Ибо, как сказал поэт: «…пряников сладких всегда не хватает на всех».

…В общем, по всему выходит, что колчаковцы увозили с застрявшего на Узловой эшелона то самое вездесущее «яблоко раздора». Золотишко, то есть. Ну, может быть, не именно золото в смысле «бруски металла желтого цвета», а какие-то его эквиваленты, иначе говоря — ценности. Драгоценные металлы, монеты, слитки, камни (разумеется, я имею в виду не булыжники, а самоцветы, или как там они именуются), утварь какую-нибудь церковную, парчу, пурпур, шкурки беличьи, акции, в конце концов… впрочем, нет, акции — это, скорее, к нашим временам и к нашим воришкам… В общем, что-то, на что можно поменять или за что можно приобрести много всяких нужных и красивых вещей: еду, обувь, одежду, женщин, славу, оружие, армию, любовь граждан, лояльность соседей…
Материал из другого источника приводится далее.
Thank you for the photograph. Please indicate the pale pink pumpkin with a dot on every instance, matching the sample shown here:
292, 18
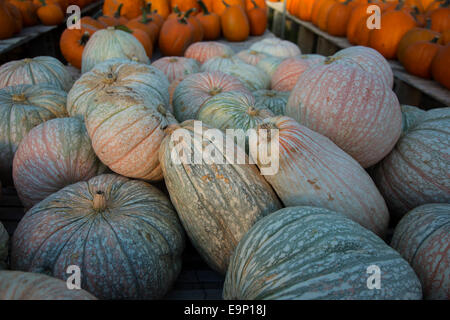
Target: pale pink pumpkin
352, 107
175, 67
313, 171
202, 51
53, 155
197, 88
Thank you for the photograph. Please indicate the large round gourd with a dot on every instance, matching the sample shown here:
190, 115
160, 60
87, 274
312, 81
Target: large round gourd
197, 88
122, 233
217, 203
17, 285
53, 155
111, 43
310, 253
23, 107
126, 134
40, 70
118, 75
422, 237
313, 171
353, 108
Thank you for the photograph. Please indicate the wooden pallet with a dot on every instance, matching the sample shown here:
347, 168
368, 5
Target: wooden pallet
410, 89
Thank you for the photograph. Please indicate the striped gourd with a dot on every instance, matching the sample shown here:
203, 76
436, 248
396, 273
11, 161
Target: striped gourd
306, 253
23, 107
273, 100
197, 88
39, 70
276, 47
118, 75
417, 170
232, 110
124, 234
126, 134
202, 51
111, 43
369, 60
17, 285
3, 246
422, 237
313, 171
54, 154
217, 203
353, 108
175, 67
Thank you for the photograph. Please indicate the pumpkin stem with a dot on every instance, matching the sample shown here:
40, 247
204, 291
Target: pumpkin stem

Товарищ комиссар Сапкин до этого не додумался и додуматься не мог — по той причине, что вряд ли в жизни своей держал в руках что-либо крупнее ассигнации в десять рублей, а пролетарское бытие, как известно, подразумевает не очень развитое сознание (не без исключений, разумеется). Он просто не в силах был себе представить такого количества золота: товарный вагон, два десятка телег, бог знает сколько ящиков, как не может обычный человек, наш современник, реалистично представить пятимерное пространство.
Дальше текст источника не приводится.